There is one exception, however: While pronouncing the judgement, the court offered an exception. It said that in situations where a member state faces “serious threat” to national security, it can be derogated from the obligation to ensure data confidentiality, and retain that data for a period that is “strictly necessary”. This decision will be subject to review either by a court or an “independent administrative body” whose decision is binding, the court said. The court did not explain how the “independent administrative body” should be formed.
Data accessed by security agencies: Privacy International explained that communications data includes “traffic data, location data, subscriber data, and any other data surrounding a communication EXCEPT for the actual content of a communication”. Such data can also reveal map searches, visited websites, location information, as well as information about every device connected to a network, the body said. “When collected in aggregate about one or a number of individuals, communications data is potentially no less sensitive than the actual content. This data makes it possible to find out the identity of people with whom a user has communicated and by what means, to identify the time of these communications, and the places from which those communication originated”, Privacy International noted.
The judgement said that accessing and retaining such data is a “particularly serious” interference with privacy.
“Democratic societies must place limits and controls on the surveillance powers of our police and intelligence agencies. While the Police and intelligence agencies play a very important role in keeping us safe, they must do so in line with certain safeguards to prevent abuses of their very considerable power,” said Caroline Wilson Palow, Privacy International’s legal director.
How the case started
Privacy International, in 2015, had challenged the bulk acquisition and use of communications data by UK’s security agencies, under its Investigatory Powers Act, before the Investigatory Powers Tribunal. The rights body had contended that that the UK regime was unlawful under EU law, but the UK government countered that the bulk communications data regime, as it related to national security, was outside the scope of the EU law.

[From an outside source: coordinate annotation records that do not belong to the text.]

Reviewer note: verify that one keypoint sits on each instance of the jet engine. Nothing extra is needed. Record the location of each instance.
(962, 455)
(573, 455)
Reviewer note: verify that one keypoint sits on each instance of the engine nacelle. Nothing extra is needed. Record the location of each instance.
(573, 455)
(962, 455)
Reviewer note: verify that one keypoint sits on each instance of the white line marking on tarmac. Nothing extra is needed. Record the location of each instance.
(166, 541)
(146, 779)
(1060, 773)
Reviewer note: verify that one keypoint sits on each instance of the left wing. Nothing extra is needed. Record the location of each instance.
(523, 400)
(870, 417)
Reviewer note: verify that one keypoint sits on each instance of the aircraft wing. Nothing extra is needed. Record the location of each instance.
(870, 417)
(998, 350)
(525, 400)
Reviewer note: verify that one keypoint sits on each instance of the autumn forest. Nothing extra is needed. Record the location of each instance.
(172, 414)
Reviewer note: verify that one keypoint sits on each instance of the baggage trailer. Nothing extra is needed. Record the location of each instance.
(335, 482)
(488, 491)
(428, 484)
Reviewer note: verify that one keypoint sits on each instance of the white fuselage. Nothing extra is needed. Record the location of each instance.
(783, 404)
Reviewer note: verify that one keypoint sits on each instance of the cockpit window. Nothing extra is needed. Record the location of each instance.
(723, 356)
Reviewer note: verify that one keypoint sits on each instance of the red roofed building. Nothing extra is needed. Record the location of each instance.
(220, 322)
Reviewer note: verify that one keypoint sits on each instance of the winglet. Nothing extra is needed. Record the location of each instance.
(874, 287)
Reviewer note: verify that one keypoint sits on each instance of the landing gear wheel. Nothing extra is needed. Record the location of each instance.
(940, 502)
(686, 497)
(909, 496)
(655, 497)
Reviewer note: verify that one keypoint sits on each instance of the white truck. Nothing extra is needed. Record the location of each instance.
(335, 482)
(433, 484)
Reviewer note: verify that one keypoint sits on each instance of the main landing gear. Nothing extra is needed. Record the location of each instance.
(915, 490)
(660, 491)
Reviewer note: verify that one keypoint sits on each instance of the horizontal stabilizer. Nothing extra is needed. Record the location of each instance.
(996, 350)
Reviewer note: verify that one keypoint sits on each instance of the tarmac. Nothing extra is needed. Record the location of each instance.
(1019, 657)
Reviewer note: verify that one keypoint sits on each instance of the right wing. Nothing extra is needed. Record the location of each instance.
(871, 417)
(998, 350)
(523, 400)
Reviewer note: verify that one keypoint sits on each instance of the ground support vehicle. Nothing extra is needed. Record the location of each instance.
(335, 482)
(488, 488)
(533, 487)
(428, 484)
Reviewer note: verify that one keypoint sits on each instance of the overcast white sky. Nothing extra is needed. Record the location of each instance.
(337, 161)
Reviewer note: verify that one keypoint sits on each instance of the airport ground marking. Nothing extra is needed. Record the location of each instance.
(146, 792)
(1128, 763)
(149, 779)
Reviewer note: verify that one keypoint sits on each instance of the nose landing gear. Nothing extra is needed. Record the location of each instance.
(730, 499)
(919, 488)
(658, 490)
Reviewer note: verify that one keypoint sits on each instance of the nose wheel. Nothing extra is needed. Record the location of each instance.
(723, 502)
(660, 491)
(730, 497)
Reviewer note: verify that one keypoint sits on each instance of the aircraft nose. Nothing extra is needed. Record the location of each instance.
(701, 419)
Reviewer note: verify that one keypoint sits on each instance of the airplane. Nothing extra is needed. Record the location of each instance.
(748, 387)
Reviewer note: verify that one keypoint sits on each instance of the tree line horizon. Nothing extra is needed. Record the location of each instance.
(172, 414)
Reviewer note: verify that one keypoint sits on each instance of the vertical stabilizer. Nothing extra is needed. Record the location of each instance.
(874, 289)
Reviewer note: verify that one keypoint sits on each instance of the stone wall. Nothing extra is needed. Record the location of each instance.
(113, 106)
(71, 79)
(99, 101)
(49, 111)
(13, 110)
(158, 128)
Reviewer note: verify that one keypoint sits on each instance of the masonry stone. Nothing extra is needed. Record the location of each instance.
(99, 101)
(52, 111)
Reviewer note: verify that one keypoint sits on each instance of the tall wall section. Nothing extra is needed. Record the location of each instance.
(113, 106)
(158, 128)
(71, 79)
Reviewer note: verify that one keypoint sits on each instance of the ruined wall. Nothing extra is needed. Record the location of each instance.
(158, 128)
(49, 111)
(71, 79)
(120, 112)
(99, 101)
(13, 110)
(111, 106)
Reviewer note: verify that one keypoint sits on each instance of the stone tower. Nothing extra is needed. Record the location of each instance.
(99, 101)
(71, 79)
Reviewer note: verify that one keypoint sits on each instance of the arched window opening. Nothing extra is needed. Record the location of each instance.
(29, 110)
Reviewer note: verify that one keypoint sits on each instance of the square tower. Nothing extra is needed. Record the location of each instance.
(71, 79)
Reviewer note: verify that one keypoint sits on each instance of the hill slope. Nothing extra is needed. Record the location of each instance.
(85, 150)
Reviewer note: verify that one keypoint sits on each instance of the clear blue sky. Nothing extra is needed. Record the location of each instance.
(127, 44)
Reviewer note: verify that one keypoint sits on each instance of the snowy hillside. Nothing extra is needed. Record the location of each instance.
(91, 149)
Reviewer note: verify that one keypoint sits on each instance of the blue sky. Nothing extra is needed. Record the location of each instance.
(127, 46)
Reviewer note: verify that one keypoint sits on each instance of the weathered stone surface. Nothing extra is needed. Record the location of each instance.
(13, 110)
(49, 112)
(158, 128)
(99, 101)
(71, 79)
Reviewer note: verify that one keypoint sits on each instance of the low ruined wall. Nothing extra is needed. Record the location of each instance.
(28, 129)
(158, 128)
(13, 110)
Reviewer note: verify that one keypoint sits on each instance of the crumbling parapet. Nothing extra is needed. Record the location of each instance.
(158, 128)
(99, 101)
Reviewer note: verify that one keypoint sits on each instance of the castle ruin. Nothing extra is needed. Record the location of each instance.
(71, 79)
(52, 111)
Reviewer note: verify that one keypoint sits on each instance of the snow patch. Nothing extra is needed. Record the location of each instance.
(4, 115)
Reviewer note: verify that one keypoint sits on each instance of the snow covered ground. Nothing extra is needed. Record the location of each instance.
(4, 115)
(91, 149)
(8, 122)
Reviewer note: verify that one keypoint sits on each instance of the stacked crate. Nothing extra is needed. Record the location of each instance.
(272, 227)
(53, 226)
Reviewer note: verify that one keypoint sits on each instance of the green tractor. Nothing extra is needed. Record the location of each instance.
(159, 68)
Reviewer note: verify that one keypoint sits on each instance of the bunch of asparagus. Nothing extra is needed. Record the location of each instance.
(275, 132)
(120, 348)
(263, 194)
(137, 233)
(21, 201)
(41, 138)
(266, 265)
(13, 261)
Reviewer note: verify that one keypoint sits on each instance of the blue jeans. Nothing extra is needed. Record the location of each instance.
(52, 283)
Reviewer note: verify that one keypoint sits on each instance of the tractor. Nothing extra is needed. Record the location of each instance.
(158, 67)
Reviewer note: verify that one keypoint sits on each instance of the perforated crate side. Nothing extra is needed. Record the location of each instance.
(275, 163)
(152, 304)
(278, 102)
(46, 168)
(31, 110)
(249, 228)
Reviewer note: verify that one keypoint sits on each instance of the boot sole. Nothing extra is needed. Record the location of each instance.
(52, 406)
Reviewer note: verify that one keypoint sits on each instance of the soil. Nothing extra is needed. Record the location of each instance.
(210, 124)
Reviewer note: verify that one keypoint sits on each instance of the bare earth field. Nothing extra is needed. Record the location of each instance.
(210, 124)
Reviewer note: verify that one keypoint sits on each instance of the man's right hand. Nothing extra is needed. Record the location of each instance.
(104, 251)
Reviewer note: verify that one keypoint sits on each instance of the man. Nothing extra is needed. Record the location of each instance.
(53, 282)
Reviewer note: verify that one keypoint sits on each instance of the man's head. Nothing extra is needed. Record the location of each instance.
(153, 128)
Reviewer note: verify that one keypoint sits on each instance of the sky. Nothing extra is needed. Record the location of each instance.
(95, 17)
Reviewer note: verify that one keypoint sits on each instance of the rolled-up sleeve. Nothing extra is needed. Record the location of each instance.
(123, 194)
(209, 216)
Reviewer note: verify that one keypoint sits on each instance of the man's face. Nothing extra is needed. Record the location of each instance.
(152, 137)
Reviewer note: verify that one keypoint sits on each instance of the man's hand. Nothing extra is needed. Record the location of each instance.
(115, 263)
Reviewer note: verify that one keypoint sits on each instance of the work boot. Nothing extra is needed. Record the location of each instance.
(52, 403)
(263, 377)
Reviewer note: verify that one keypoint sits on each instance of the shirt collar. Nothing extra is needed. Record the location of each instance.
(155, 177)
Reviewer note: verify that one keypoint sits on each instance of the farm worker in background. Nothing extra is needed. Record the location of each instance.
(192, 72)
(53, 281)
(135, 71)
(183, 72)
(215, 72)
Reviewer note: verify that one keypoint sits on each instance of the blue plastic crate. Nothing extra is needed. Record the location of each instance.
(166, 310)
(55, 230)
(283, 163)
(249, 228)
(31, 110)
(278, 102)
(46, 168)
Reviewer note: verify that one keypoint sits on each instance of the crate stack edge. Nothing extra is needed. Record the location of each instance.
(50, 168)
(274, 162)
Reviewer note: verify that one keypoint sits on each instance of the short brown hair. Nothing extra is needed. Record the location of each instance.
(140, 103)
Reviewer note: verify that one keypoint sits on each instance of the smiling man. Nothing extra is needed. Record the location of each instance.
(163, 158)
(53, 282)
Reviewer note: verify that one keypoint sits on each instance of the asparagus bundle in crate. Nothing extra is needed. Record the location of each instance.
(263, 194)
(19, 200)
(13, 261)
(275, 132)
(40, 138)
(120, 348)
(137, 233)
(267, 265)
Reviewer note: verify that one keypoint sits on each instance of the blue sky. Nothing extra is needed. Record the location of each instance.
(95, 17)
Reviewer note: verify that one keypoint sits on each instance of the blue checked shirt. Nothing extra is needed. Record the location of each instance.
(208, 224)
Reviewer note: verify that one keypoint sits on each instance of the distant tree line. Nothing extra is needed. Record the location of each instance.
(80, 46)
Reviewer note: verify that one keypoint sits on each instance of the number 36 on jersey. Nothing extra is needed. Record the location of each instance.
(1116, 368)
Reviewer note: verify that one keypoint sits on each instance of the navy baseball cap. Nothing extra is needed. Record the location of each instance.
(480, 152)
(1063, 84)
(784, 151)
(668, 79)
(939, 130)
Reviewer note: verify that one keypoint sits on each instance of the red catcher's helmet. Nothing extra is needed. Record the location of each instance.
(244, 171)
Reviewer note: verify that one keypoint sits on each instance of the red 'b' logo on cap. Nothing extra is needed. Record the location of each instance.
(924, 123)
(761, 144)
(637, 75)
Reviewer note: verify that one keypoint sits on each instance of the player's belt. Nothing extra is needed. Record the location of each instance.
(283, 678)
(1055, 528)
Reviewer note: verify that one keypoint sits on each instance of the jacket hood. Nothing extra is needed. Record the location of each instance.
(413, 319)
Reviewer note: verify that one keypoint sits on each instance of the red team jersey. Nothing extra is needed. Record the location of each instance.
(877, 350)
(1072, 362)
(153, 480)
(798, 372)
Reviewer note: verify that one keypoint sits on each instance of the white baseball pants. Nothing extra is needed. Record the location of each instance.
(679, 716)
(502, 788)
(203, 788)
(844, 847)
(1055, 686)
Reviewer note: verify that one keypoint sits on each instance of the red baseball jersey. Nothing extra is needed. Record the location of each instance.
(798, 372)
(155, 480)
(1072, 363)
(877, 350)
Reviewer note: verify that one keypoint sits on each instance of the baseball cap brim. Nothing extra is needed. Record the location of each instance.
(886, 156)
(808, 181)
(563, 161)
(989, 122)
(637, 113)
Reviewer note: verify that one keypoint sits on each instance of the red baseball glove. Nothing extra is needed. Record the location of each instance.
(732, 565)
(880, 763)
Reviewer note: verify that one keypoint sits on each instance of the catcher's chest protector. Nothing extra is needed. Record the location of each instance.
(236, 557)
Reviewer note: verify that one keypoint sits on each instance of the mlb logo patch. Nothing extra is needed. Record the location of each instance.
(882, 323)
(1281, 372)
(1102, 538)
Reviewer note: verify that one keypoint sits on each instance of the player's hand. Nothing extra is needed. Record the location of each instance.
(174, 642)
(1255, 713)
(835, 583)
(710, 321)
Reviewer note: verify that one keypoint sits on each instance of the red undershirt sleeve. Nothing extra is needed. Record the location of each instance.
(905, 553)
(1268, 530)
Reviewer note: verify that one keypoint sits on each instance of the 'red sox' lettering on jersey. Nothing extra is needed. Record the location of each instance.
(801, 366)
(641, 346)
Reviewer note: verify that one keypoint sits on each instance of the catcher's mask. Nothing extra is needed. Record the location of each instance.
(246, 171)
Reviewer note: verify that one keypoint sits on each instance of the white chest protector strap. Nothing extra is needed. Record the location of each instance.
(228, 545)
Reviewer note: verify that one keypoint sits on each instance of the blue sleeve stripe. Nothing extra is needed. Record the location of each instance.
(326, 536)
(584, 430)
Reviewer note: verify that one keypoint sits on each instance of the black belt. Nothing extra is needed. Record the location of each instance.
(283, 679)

The UK Tribunal referred the case to the European Court of Justice, asking it to decide whether UK security forces accessing bulk communication records falls under EU law, and the kinds of safeguards that should exist around such access.
A separate case in France, filed at the Conseil d’État (France’s highest administrative court) by rights bodies La Quadrature du Net, the French Data Network, and the Fédération FDN, challenged two French intelligence and international surveillance laws of 2015, which it said allows the indiscriminate retention of personal data. Privacy International had intervened in the French case in February 2016, and in July 2018, the French court referred the case to the European Court of Justice, raising similar concerns as the UK case with regard to whether EU law should apply.
The European Court of Justice then decided to hear a joint case from the UK and France, along with another case filed against a 2016 Belgian law on collection and retention of communications data.